Computers have to be taught how to do this, and it’s not a simple task.

This is because computers look at a picture based on their pixels. In "soft transitions," such as hair and grass, pixels can be shared between two different objects. In the motorbike's case, the pixels use to render the bike and the pixels that render the road, are shared at the very edges where the two meet.

"The tricky thing about these images is that not every pixel solely belongs to one object. In many cases it can be hard to determine which pixels are part of the background and which are part of a specific person," said Aksoy.

MIT’s AI takes this into account, and figured out how to make the AI autonomously split the differences.

Using a technique it calls "Semantic Soft Segmentation" (or SSS), the AI separates objects in a picture by putting them into different segments, away from the background. This allows users to easily select which layer they want to alter.

The AI is unlike the Magnetic Lasso or Magic Lasso tools available on most photo editing software, as it doesn’t rely on user input for context. What this means, users don’t have to trace around an object or zoom in and catch the fine details.

"The vision is to get to a point where it just takes a single click for editors to combine images to create these full-blown, realistic fantasy worlds."

The AI studies the original image's texture and color, and combines them with information collected by a neural network about what the objects within the image actually are. The neural network processes the image features and detects those "soft transitions".
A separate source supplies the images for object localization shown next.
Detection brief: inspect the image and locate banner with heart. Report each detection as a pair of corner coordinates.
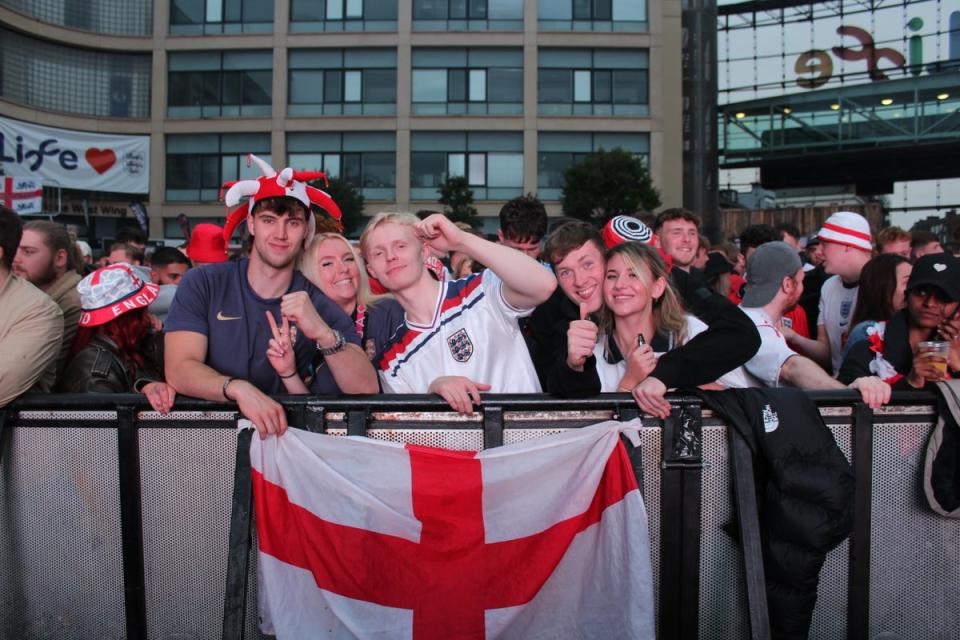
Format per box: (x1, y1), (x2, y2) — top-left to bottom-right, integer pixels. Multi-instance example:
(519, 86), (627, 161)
(0, 115), (149, 194)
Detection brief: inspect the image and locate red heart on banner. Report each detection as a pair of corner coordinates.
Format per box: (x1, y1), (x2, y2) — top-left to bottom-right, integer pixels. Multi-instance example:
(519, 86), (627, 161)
(85, 148), (117, 174)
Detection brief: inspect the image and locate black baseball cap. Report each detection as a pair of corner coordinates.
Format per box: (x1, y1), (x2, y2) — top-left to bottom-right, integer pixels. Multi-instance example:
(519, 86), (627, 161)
(907, 253), (960, 302)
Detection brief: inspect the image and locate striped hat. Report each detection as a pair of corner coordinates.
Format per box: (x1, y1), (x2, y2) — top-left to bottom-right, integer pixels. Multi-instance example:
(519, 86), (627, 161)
(602, 215), (654, 248)
(817, 211), (872, 252)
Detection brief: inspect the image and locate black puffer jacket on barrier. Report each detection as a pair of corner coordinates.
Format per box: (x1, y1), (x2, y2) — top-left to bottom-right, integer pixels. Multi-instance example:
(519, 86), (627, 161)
(698, 388), (855, 640)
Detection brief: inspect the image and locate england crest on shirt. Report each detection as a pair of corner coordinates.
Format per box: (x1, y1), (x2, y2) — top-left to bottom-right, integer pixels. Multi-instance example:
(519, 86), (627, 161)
(840, 299), (853, 319)
(447, 328), (474, 363)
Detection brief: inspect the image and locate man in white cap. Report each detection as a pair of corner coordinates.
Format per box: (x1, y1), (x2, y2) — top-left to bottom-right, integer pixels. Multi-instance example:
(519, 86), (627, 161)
(738, 242), (889, 408)
(783, 211), (873, 375)
(164, 157), (377, 438)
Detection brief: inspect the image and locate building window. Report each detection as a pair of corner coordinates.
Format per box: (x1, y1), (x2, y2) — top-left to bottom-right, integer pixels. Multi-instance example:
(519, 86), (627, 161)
(170, 0), (273, 34)
(168, 51), (272, 118)
(289, 0), (397, 32)
(537, 132), (649, 200)
(0, 0), (153, 35)
(166, 133), (270, 202)
(288, 132), (396, 200)
(410, 131), (522, 201)
(538, 48), (648, 116)
(288, 49), (396, 116)
(412, 0), (522, 31)
(539, 0), (647, 32)
(411, 48), (522, 115)
(0, 26), (151, 118)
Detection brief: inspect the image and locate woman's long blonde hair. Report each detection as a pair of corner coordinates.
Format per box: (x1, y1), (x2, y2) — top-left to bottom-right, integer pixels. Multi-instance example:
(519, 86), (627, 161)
(299, 232), (387, 309)
(600, 242), (688, 350)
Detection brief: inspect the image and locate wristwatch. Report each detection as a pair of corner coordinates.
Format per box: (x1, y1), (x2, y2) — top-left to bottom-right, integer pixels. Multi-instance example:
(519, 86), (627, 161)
(316, 329), (346, 357)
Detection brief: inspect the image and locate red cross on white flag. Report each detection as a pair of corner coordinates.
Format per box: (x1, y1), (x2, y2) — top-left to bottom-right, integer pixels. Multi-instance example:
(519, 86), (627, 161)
(0, 176), (42, 214)
(250, 420), (655, 639)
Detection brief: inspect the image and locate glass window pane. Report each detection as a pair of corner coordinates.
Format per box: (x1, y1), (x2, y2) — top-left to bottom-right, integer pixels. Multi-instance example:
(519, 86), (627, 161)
(324, 154), (341, 178)
(242, 0), (273, 21)
(468, 69), (486, 102)
(538, 152), (571, 188)
(288, 153), (325, 171)
(411, 152), (447, 187)
(612, 70), (646, 104)
(365, 0), (398, 19)
(344, 71), (362, 102)
(594, 0), (612, 20)
(537, 0), (570, 20)
(243, 70), (272, 104)
(412, 69), (447, 102)
(468, 153), (485, 185)
(362, 69), (396, 103)
(342, 153), (362, 184)
(593, 70), (611, 103)
(222, 72), (241, 104)
(489, 0), (522, 19)
(469, 0), (487, 19)
(448, 153), (465, 178)
(487, 152), (522, 187)
(346, 0), (362, 17)
(538, 69), (571, 103)
(413, 0), (446, 19)
(324, 71), (342, 102)
(362, 153), (395, 187)
(223, 0), (241, 21)
(326, 0), (343, 19)
(450, 0), (467, 19)
(448, 69), (467, 102)
(202, 72), (220, 104)
(612, 0), (646, 21)
(573, 0), (591, 19)
(290, 70), (324, 103)
(574, 70), (591, 102)
(206, 0), (223, 22)
(291, 0), (324, 21)
(171, 0), (205, 25)
(488, 68), (521, 102)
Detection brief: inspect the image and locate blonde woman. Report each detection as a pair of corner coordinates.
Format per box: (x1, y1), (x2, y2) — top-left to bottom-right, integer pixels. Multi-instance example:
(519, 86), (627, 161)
(562, 242), (749, 399)
(267, 232), (404, 393)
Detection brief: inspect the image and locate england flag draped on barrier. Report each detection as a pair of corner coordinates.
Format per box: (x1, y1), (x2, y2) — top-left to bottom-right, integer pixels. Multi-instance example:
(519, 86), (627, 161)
(250, 420), (655, 639)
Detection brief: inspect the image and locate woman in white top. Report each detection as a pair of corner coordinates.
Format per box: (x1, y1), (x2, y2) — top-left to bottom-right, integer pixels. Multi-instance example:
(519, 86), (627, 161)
(566, 241), (750, 394)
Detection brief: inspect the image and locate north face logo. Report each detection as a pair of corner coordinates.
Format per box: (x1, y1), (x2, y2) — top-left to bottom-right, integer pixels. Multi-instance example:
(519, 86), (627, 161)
(447, 328), (474, 363)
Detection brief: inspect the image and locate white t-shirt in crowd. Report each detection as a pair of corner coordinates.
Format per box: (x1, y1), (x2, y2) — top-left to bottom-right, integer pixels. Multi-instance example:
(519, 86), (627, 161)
(378, 269), (541, 393)
(739, 306), (799, 387)
(592, 315), (753, 391)
(818, 275), (859, 375)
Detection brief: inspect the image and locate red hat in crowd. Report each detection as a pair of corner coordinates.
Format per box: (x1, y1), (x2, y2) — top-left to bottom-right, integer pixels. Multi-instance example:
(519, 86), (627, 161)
(221, 154), (343, 246)
(186, 223), (228, 264)
(601, 215), (673, 271)
(817, 211), (873, 252)
(77, 263), (159, 327)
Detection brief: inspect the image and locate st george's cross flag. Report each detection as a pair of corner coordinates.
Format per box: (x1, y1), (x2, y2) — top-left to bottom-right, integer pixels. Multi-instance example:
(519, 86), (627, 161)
(0, 176), (42, 214)
(249, 419), (655, 639)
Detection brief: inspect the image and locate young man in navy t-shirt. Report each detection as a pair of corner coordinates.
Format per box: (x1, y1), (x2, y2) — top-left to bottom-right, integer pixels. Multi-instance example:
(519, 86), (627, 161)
(164, 162), (377, 438)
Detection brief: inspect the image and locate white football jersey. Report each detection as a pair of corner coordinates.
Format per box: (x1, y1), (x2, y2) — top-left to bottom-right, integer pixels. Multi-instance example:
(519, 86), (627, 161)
(378, 270), (542, 393)
(818, 275), (859, 375)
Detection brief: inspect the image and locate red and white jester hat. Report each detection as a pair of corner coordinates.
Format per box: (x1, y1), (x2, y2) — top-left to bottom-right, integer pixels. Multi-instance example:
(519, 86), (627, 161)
(221, 154), (343, 246)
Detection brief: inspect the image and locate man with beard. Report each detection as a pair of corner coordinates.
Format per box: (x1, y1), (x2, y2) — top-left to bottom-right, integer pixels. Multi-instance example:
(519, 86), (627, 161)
(738, 242), (889, 408)
(14, 220), (82, 378)
(839, 252), (960, 389)
(164, 161), (377, 438)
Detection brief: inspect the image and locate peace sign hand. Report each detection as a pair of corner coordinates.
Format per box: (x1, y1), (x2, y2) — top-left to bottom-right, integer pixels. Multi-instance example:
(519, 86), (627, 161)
(266, 311), (297, 379)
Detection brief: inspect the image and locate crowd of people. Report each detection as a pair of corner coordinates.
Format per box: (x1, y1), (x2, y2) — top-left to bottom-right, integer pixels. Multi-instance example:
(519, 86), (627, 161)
(2, 157), (959, 438)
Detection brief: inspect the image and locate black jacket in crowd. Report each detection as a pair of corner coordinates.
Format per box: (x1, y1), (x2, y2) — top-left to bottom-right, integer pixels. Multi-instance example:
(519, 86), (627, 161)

"Once these soft segments are computed, the user doesn’t have to manually change transitions or make individual modifications to the appearance of a specific layer of an image," said Aksoy. "Manual editing tasks like replacing backgrounds and adjusting colors would be made much easier."

An AI for CGI

The future of image and video editing is certainly AI, and CSAIL is showing just that.

Getting details out a picture can be tedious, time-consuming and difficult for anyone but the most seasoned of editors. In a paper, Aksoy and his colleagues demonstrated a way to use this machine learning technology to automate many parts of the editing process for photos.

But the AI the team created, requires a lot of computing power and more time to work. For example, it needs about 4 minutes to process one easy image, when a human Photoshop expert could probably beat it.

In the future, the researchers have plans to reduce the time the AI needs to compute an image from minutes to seconds, and also to make images it creates even more realistic by improving the system’s ability to match colors and handle things like illumination and shadows.

According to Aksoy, SSS in its initial iteration is focused on static images, and could be used by social platforms like Instagram and Snapchat to make their filters more realistic, like for example, changing the backgrounds on selfies or simulating specific kinds of cameras.

But the team said that there are chances for it to be used on videos in the foreseeable future.